Le ministre de l’Éducation Jean-François Roberge a pris un peu tout le monde par surprise : mercredi, il a semblé vouloir faire de l’équité dans les écoles publiques son nouveau cheval de bataille.

Il a déclaré qu’il voulait s’attaquer aux frais exigés aux parents pour les programmes particuliers dans ces écoles afin d’en « favoriser l’accessibilité ».

Un enfant ne devrait pas « être privé de s’inscrire » dans un de ces programmes « en fonction du revenu de ses parents », a-t-il dit.

Lisez « Québec veut s’attaquer aux frais exigés aux parents »

On comprend donc que Québec aura quelque chose à annoncer à ce sujet dans un avenir rapproché. Même si le diable est toujours dans les détails, saluons le fait que le ministre Roberge ait manifesté la volonté d’agir dans ce dossier.

Selon les chiffres du ministère de l’Éducation, il y a actuellement un peu plus de 450 000 enfants dans les écoles secondaires du Québec, dont tout près de 100 000 sont inscrits dans des programmes particuliers.

Parmi ceux-ci, trois sur quatre nécessitent une contribution financière de la part des parents, soit une large majorité.

On parle ici d’un vaste éventail qui va des programmes d’éducation internationale aux programmes de sport-études en passant notamment par de l’enrichissement en arts ou en informatique. Certains peuvent coûter très cher.

Plus d’équité ne serait pas un luxe. Le coût n’est toutefois pas le seul problème. Par conséquent, la gratuité de ces programmes ne serait absolument pas une panacée.

Car plus ces programmes se multiplient, plus ceux qui n’y participent pas peuvent se sentir stigmatisés ou démotivés.

L’école publique, au Québec, fonctionne de plus en plus à deux vitesses.

« Il y a une ségrégation qui se fait. Ça fait en sorte que les meilleurs élèves sont cloisonnés, séparés du reste du groupe. Je ne pense pas qu’on veut une société au Québec qui sépare les groupes comme ça », nous a dit le président de la Fédération des comités de parents du Québec, Kévin Roy.

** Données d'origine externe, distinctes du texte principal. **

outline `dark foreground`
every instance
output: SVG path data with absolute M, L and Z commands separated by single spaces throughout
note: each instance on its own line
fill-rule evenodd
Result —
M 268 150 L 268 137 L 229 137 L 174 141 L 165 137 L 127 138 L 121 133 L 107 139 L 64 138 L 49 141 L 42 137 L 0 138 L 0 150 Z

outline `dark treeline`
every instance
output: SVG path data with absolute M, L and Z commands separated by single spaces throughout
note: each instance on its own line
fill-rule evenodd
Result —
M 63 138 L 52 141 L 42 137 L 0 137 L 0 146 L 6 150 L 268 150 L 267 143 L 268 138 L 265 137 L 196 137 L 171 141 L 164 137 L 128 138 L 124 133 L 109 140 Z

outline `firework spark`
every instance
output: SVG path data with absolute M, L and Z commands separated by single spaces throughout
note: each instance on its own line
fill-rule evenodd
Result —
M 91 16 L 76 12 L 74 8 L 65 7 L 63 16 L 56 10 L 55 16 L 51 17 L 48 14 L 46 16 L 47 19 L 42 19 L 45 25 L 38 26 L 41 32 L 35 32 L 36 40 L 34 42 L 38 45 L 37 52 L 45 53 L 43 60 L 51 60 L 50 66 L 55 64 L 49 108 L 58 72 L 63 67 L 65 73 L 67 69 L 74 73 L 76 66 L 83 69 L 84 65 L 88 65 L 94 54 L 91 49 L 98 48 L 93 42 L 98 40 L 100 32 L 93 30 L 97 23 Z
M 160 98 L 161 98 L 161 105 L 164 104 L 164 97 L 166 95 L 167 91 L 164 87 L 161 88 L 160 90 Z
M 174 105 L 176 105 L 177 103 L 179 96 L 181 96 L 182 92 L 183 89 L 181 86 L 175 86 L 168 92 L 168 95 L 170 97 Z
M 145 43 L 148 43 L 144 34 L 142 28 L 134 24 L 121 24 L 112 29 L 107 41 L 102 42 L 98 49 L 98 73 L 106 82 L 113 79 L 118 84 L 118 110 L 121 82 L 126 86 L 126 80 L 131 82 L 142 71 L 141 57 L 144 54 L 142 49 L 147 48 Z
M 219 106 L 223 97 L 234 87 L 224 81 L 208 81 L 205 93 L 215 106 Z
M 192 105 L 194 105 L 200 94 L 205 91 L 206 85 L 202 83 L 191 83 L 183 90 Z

En revanche, on peut comprendre ce qui pousse des centres de services scolaires et des établissements publics à opter pour de telles formules. Il est crucial pour eux de trouver des moyens de se démarquer pour assurer la rétention des meilleurs élèves, dont l’exode vers le privé s’accentuait encore récemment.

C’est un cercle vicieux, car le principe d’équité en éducation au Québec s’en trouve encore plus malmené.

En somme, le système scolaire dans son ensemble fonctionne désormais à trois vitesses.

Si vous n’avez pas assez d’argent ou si vous n’êtes pas assez doué, vous aurez de moins bonnes chances d’accéder à la vitesse supérieure. Celle où la motivation et le sentiment d’appartenance – qui feraient forcément, pour vous, une différence – sont davantage au rendez-vous.

Au privé, plusieurs écoles offrent des bourses aux élèves de familles à revenu modeste. Plusieurs estiment toutefois qu’elles devraient faire davantage de place aux enfants plus vulnérables sur le plan des apprentissages.

Au public, certains établissements ont déjà mis de l’avant des initiatives pour rendre leur système plus équitable. Un reportage de notre collègue Marie-Eve Morasse publié vendredi nous a appris qu’une école secondaire de Magog offre une concentration à TOUS ses élèves pendant leurs trois premières années.

On a carrément éliminé le programme régulier. Bref, on a nivelé vers le haut.

« Au-delà des résultats, l’ambiance de la classe est beaucoup plus agréable. Les jeunes répondent aux questions, embarquent dans les projets. Ça n’a pas nui aux plus forts et ça a aidé les plus faibles. Les élèves apprennent plus », lui a confié Manuel Cournoyer, qui enseigne le français à cette école secondaire.

Résultat : bonjour la mixité sociale, exit la stigmatisation.

Lisez « Des programmes particuliers pour tous »

On ne sait donc pas ce qui se trame à Québec, mais ce qui est clair, c’est qu’il existe déjà certaines pistes de solution au sein même du réseau.

Il y a une chose dont on peut être certain, par contre, c’est que peu importe les initiatives envisagées par le Ministère, ça ne règlera pas tout.

Comme bien d’autres, nous avons déjà soutenu que l’heure d’une profonde réflexion sur l’école au Québec est venue. Souhaitons que bon nombre d’élus inscrivent cette idée tout en haut du menu de la prochaine campagne électorale.